Application example of the present invention is as follows:
Application examples 1: the drug dissolution test of fast release formulation Clozapine sheet.Adopt Self-control method with dissolution rate test solvent preparation Clozapine series standard solution, instrument of the present invention shows acquisition serial absorption spectrum (accompanying drawing 9).With 285nm is to measure wavelength.Select No. 5 probes of №, 900ml is a solvent with hydrochloric acid solution (9 → 1000), changes blue laws, 50 rev/mins, measure 30 minutes stripping curves (accompanying drawing 10), and do control experiment by official method simultaneously.Obtain data consistent.But rapid delivery of pharmaceuticals drug concentration variation in the very short time of beginning is very fast as can be seen from real-time monitoring curve, and sample analysis can't obtain preceding 2 minutes more information.

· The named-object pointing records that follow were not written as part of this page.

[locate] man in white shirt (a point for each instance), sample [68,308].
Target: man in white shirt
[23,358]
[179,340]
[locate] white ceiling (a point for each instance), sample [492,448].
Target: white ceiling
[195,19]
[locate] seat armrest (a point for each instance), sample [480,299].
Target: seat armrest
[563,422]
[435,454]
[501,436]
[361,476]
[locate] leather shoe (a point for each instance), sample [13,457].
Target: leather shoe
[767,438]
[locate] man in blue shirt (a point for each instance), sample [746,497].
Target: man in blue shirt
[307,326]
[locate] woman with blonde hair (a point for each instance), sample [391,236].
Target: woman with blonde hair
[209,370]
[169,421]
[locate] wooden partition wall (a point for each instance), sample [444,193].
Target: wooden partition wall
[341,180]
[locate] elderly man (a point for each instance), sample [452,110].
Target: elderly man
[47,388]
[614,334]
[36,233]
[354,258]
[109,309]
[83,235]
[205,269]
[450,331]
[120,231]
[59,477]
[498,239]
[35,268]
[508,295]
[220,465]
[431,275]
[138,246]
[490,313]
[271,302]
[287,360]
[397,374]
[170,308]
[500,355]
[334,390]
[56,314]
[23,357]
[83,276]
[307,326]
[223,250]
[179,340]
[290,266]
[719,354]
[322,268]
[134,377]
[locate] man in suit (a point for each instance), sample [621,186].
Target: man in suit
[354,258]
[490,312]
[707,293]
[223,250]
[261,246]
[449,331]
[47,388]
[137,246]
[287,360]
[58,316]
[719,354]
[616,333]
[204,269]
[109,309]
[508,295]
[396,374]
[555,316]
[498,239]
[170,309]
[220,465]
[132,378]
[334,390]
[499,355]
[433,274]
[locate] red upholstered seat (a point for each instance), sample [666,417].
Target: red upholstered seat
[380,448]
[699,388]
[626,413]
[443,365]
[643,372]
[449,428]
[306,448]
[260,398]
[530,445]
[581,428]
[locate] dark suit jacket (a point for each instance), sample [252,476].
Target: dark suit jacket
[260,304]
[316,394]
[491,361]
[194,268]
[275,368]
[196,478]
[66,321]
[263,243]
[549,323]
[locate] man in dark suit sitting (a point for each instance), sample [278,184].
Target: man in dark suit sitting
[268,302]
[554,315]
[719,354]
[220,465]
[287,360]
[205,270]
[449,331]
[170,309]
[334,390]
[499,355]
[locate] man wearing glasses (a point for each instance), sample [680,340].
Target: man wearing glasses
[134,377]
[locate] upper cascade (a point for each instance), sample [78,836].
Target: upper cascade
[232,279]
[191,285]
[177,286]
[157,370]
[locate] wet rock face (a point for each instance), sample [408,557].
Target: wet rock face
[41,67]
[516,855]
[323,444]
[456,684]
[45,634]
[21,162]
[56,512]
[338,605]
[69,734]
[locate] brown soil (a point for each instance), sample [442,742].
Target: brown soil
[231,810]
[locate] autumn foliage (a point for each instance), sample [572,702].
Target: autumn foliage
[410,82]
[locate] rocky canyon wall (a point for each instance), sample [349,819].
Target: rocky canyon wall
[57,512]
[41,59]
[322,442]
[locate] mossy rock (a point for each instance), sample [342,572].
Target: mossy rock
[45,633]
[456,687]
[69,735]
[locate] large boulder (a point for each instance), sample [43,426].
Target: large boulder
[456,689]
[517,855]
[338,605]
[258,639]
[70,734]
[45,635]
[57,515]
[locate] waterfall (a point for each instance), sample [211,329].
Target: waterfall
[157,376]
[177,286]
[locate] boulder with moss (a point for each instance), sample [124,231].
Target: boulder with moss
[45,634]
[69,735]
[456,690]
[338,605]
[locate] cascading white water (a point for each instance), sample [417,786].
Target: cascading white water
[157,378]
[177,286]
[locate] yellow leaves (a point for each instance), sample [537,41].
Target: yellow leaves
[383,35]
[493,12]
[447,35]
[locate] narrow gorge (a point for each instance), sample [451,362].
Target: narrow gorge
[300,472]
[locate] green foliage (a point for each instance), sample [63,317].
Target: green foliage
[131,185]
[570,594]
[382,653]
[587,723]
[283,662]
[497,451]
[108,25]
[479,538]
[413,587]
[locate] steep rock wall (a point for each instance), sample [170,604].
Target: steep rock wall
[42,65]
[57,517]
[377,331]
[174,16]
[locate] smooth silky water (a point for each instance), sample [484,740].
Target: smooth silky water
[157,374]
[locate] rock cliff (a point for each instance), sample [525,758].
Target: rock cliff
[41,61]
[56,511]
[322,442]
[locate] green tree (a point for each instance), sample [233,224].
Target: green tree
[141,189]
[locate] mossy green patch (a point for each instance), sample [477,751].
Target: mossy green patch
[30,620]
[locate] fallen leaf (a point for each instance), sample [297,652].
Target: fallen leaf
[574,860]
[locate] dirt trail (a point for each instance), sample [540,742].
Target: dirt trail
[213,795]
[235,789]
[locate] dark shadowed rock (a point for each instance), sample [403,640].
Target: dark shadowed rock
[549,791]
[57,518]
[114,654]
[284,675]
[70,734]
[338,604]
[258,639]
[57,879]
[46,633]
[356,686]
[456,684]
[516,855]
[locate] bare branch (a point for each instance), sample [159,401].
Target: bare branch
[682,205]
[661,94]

Application examples 2: disintegrating tablet piroxicam tablet drug dissolution test.The piroxicam reference substance is with dissolution rate test solvent configuration series standard solution, and instrument of the present invention shows acquisition serial absorption spectrum (accompanying drawing 11).Piroxicam has absorption maximum at the 332nm place, as measuring wavelength.Select No. 2 probes of №, 900ml is a solvent with hydrochloric acid solution (9 → 1000), changes blue laws, 50 rev/mins, measure 40 minutes stripping curves (accompanying drawing 12), and do control experiment by official method simultaneously.Obtain data consistent.But this law is compared with official method, not only reduces operate miss and the more information amount is provided.

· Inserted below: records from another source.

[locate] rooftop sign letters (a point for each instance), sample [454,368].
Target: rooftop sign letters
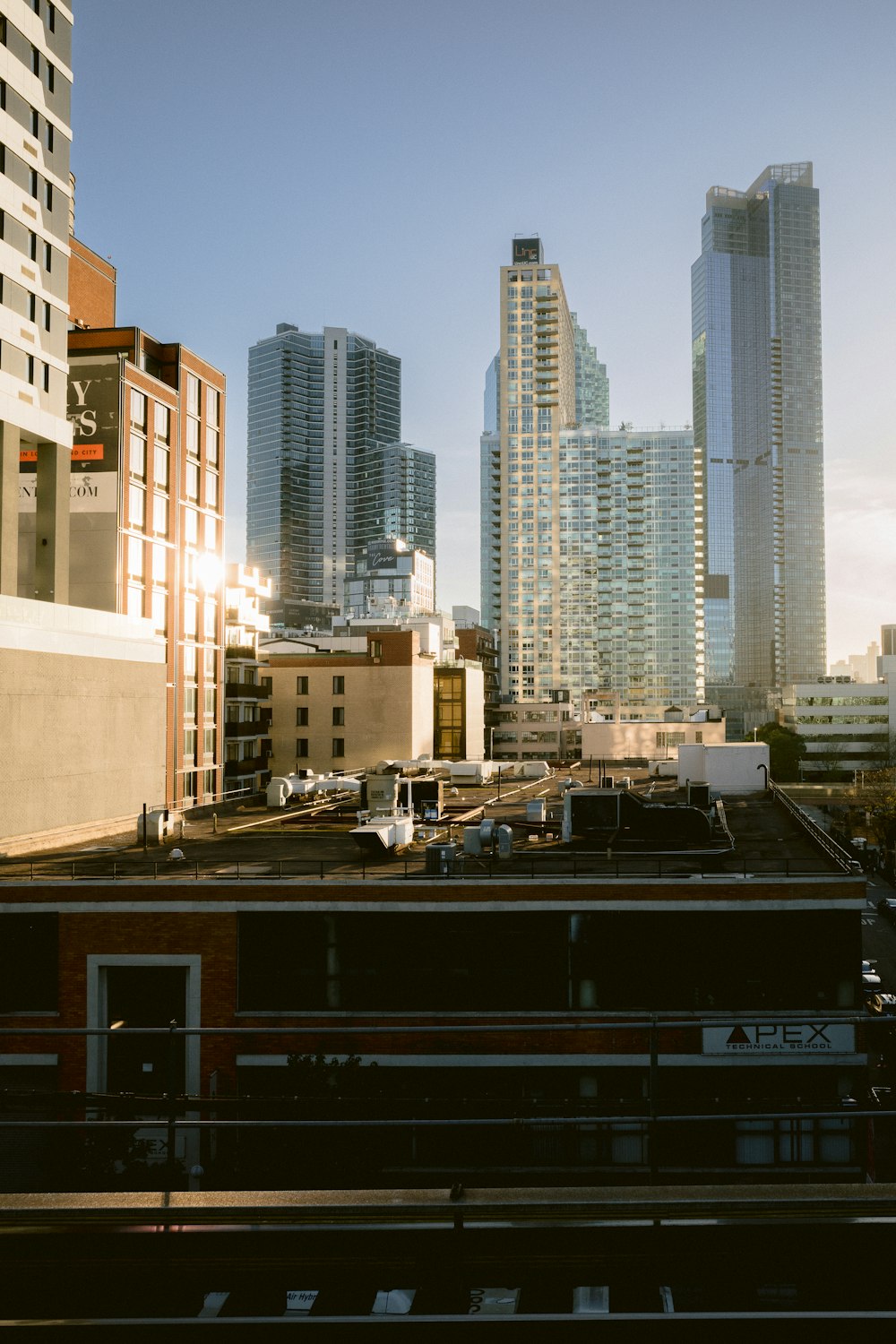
[780,1038]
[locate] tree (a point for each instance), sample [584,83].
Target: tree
[786,750]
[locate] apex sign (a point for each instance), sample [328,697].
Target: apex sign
[780,1038]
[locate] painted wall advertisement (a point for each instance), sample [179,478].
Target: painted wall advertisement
[93,413]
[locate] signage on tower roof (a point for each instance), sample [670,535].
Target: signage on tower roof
[527,252]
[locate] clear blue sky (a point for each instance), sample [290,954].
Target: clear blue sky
[365,163]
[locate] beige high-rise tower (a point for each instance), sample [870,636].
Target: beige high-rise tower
[535,401]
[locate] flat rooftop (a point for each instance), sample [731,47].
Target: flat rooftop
[311,841]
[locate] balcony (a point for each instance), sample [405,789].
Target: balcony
[246,691]
[247,766]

Applicating example 3: not disintegrating tablet vitamin B2 sheet drug dissolution test.The vitamin B2 reference substance is with dissolution rate test solvent configuration series standard solution, and instrument of the present invention shows the serial absorption spectrum of acquisition, at the 264nm place absorption maximum is arranged, and good linear is arranged, as measuring wavelength (accompanying drawing 13).Select No. 2 probes of №, the oar method is measured 25 minutes.Obtain the real-time stripping curve of vitamin B2 (accompanying drawing 14), do control experiment by official method simultaneously.This law and official method obtain data consistent.